Coast Care celebrates end of season
MEDIA RELEASE
Coast Care celebrates end of
season
For immediate release: Thursday 18 September 2003
Coast Care volunteers are celebrating their ninth successful season of planting the region’s sand dunes.
Over the last few months, hundreds of people have braved all types of weather to help plant more than 31,000 native dune plants from Waihi Beach to Cape Runaway (Tihirau).
Now, as the season ends, Coast Care coordinator Greg Jenks wants to commend and congratulate all volunteers for their “enthusiasm and ongoing commitment to the work of strengthening the coast’s sand dunes”. It was not just physical input but “an intellectual commitment to improving the coastal environment”, he explains.
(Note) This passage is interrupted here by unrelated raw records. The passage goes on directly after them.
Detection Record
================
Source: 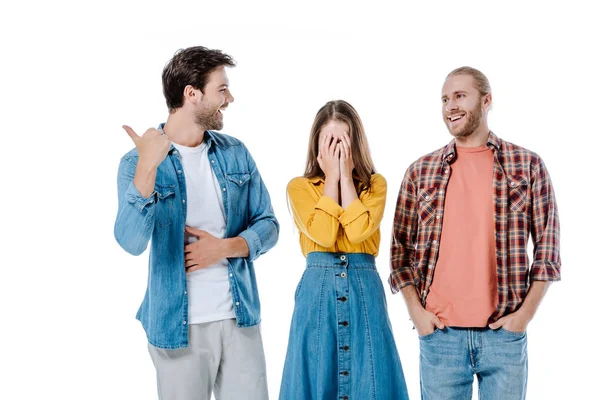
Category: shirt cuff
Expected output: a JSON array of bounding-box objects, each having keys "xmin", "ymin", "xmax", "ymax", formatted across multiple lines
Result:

Environment Bay of Plenty and the coastal district councils set up Coast Care Bay of Plenty to encourage and empower residents of coastal communities to actively look after their local beaches. The programme has been a huge success, Mr Jenks says.
In nine years, Coast Care volunteers had planted more than 200,000 plants, which is equivalent to replanting over 30km of dunes, with the focus on the more vulnerable areas of coastline. A few beaches, like Whakatane’s Coastlands, have been planted fully by community members, and so the dunes are now sustainably repairing themselves after storm events, Mr Jenks says. Others will get to that state in the next two years.
Mr Jenks says natural dunes are the best way of buffering the land from the sea. “Exposed sand is rapidly carried away by wind. So dunes must be covered in vegetation – preferably native - if they are to be most effective in helping protect the coastline.”